Inspiration Games organisers: ‘Special times require special approaches’


When the global coronavirus pandemic forced the cancellation of this year's Wanda Diamond League final, organisers of Zurich's Weltklasse meeting decided that Covid-19 wouldn't entirely wipe their competition from the European summer calendar. With travel restrictions likely to keep athletes from their event, Zurich decided to go to the athletes. Thus, the Inspiration Games set for 9 July, which will bring together 30 world-class athletes competing in eight disciplines across seven venues.

“Special times require special approaches and that’s what we invented,” meeting co-director Andreas Hediger said.

Those approaches will face a unique set of challenges - and will be met by a first-of-their-kind set of solutions.

Take the women's 150m, for example, one of the marquee events, that will feature Olympic legend Allyson Felix, Olympic 400m champion Shaunae Miller-Uibo and Swiss star Mujinga Kambundji squaring off in a cross-continental three-way battle. Felix will compete in Walnut, California, near Los Angeles; Miller-Uibo in Bradenton, Florida, near Tampa, about 4000km to the east; and Kambundji in Zurich's Letzigrund Stadium, another 8000km and six time zones away. 

They'll be joined by a software system built around the start guns, which will be synchronised and operated centrally from Zurich. That means the race will start at the same global time in the three venues - a first in athletics. A slight lag time is necessary in order to create the accurate triple screen that will be broadcast to viewers. Broadcaster decided on a two-minute delay to ensure that everything comes out just right.

While officially dubbed as an exhibition event on the Wanda Diamond League tour, Hediger said that everything will be in place to ensure that all performances are ratifiable: from false start and photo finish equipment to wind gauges.

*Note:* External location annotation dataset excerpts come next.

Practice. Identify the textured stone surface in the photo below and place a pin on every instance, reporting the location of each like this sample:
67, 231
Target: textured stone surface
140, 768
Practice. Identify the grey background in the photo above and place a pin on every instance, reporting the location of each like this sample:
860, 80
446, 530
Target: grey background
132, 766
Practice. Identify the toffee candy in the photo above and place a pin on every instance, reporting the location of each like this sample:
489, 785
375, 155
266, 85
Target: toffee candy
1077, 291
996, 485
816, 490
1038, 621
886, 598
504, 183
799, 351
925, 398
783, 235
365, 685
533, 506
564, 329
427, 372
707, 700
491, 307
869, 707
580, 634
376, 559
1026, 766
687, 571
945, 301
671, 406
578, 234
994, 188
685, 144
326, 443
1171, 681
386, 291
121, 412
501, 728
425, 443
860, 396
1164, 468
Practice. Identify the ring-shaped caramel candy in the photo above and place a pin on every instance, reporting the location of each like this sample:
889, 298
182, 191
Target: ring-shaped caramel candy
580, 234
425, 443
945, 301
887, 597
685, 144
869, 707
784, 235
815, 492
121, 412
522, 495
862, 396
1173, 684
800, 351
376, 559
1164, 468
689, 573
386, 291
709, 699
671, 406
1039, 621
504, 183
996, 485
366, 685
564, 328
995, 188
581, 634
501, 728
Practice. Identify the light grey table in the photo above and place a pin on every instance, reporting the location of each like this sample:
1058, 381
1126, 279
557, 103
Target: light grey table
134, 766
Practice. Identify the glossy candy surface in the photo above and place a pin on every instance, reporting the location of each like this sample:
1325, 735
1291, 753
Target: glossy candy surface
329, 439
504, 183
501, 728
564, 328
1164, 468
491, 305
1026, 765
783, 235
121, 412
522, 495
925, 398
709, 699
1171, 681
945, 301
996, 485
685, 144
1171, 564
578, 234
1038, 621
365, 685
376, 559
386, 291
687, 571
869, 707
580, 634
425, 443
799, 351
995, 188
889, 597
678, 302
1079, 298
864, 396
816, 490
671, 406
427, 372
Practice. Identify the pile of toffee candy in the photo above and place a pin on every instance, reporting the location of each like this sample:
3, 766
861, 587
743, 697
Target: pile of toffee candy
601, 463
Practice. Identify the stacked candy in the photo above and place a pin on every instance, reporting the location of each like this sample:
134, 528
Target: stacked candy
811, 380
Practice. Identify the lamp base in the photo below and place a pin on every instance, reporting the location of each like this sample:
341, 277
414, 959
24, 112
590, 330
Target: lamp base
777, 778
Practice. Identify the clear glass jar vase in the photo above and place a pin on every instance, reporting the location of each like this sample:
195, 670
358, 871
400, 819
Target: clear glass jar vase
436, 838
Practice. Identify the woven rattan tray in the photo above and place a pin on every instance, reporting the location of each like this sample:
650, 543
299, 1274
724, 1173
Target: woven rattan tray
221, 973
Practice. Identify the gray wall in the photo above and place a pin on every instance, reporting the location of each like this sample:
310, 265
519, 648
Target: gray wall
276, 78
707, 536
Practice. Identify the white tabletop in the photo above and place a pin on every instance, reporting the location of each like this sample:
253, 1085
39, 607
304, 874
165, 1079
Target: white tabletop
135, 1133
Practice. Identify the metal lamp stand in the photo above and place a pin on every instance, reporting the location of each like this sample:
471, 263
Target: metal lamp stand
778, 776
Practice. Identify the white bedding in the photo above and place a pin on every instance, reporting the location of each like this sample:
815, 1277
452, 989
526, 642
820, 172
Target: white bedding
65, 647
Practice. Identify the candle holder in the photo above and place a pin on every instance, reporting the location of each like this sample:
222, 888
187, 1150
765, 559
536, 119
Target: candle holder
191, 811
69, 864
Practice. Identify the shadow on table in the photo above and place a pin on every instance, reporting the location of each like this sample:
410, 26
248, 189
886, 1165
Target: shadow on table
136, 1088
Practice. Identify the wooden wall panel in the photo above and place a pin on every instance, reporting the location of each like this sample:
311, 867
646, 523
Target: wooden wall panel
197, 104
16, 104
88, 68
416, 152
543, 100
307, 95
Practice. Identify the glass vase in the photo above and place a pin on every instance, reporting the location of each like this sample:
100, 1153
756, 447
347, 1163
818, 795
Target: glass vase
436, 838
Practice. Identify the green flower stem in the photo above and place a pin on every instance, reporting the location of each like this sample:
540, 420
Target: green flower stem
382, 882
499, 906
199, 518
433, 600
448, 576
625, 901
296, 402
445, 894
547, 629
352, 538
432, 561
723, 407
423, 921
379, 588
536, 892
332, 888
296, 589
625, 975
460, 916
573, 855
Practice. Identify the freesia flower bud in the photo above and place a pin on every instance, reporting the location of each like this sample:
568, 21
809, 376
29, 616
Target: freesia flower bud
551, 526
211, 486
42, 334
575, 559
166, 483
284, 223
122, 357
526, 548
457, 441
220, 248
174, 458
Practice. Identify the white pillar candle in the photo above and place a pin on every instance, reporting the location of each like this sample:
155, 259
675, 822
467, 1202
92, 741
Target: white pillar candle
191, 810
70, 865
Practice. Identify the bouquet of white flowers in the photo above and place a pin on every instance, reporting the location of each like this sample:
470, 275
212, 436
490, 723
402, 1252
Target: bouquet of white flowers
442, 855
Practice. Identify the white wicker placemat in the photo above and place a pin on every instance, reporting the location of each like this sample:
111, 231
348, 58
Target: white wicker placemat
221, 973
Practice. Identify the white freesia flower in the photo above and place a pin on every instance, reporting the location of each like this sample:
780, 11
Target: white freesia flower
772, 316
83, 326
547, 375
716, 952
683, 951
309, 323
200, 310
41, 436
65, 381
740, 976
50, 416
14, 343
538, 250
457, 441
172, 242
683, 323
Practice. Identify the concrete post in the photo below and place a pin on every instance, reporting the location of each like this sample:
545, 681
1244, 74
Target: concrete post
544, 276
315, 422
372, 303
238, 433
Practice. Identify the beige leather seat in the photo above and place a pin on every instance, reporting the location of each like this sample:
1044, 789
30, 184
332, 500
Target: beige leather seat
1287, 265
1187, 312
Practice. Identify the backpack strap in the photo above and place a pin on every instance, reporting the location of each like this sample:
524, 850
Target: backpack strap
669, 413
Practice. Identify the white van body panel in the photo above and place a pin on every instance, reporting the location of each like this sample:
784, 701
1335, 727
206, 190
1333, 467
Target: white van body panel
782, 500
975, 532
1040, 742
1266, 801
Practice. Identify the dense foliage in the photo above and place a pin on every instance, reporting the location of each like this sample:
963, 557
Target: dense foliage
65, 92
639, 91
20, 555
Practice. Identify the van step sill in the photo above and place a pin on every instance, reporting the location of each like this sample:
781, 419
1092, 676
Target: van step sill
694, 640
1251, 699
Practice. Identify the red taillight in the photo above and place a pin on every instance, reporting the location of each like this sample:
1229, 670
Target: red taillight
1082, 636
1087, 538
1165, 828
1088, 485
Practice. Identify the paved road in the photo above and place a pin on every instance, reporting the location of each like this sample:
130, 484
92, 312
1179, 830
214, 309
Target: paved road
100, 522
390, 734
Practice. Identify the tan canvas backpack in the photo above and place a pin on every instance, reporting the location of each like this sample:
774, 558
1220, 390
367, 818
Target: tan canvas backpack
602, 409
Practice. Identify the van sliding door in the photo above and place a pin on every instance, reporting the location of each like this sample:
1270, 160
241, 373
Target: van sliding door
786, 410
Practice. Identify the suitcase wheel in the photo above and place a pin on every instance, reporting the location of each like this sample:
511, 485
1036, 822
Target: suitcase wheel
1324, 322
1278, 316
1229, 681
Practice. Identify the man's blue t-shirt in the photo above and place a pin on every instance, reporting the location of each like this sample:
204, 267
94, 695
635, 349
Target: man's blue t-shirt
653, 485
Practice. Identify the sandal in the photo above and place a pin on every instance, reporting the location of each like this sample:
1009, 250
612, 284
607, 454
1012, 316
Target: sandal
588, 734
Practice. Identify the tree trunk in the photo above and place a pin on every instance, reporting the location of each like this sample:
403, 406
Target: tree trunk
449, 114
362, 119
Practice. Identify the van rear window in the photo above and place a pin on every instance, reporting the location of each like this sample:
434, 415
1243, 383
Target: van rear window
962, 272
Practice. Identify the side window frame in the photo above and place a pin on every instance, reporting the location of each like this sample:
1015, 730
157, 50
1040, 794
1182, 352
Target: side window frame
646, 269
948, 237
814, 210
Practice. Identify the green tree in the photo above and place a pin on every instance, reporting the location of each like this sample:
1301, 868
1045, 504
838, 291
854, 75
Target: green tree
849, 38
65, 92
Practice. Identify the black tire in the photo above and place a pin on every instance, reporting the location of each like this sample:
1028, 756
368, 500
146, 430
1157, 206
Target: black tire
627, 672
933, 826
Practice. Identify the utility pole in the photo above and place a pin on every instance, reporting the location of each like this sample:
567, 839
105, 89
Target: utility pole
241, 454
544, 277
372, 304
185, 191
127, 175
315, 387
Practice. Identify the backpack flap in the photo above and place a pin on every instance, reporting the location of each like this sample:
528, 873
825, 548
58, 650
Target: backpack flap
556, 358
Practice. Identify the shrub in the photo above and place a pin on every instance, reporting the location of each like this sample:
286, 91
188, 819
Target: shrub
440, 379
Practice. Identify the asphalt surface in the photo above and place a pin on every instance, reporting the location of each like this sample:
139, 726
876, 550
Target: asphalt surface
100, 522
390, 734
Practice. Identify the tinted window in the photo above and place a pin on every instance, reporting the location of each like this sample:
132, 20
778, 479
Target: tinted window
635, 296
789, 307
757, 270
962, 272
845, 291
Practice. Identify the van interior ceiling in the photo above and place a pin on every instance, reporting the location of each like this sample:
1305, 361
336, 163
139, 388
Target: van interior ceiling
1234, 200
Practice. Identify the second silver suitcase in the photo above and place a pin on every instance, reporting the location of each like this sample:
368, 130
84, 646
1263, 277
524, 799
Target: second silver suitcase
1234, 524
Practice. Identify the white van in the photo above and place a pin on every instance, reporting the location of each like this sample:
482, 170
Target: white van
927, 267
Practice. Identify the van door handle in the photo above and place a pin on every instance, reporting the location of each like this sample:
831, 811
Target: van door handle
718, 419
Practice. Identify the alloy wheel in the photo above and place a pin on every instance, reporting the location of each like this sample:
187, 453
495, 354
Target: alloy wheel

With athletes going head-to-head in different venues on separate continents, conditions, and the influence of conditions, will naturally vary. "We have to accept that," Hediger said.

While competitors in the track events will be running solo - time trials in effect - participants in the men's triple jump and men's and women's pole vault will be able to watch the competition unfold.

Venues will also allow spectators, in line with local social distancing restrictions.

"We made sure that we will have some people along the (field event) runways giving some rhythmic clapping during the approach and cheering after the jumps,” Hediger said. “Just to have some live interaction for the athletes.

"But it will be a challenge for the athletes. Running solo will be unusual.”

The disciplines were built around the athletes the organisers hoped to feature, including world 200m champion Noah Lyles, 400m hurdles world champion and world record holder Dalilah Muhammad, Olympic 110m hurdles champion Omar McLeod, world and Olympic triple jump champion Christian Taylor and Katerina Stefanidi, the reigning Olympic pole vault champion.

The unusual, or non-tradition distances on the programme - a men's 100y dash, a women's 150m sprint and women's 300m hurdles - are along the lines of a season's opener, Hediger said, like a kick-off event so athletes won't need to face any unnecessary pressures.

A paycheck is also guaranteed, with USD$ 10,000 going to the winner, $6000 for second place and $4000 for third. Organisers earmarked $200,000 for their athlete budget.

On the broadcast side, host broadcaster SRG SSR will have 20 cameras covering the competition - a more conventional edition of the Weltklasses require 26 to 28 - and in total will require about 60 people to bring the broadcast to the world. On the management side, about 20 people are bringing the meeting together, Hediger said, on top of the 180 or so working on the competitions side, the usual backbone of any successful athletics meeting.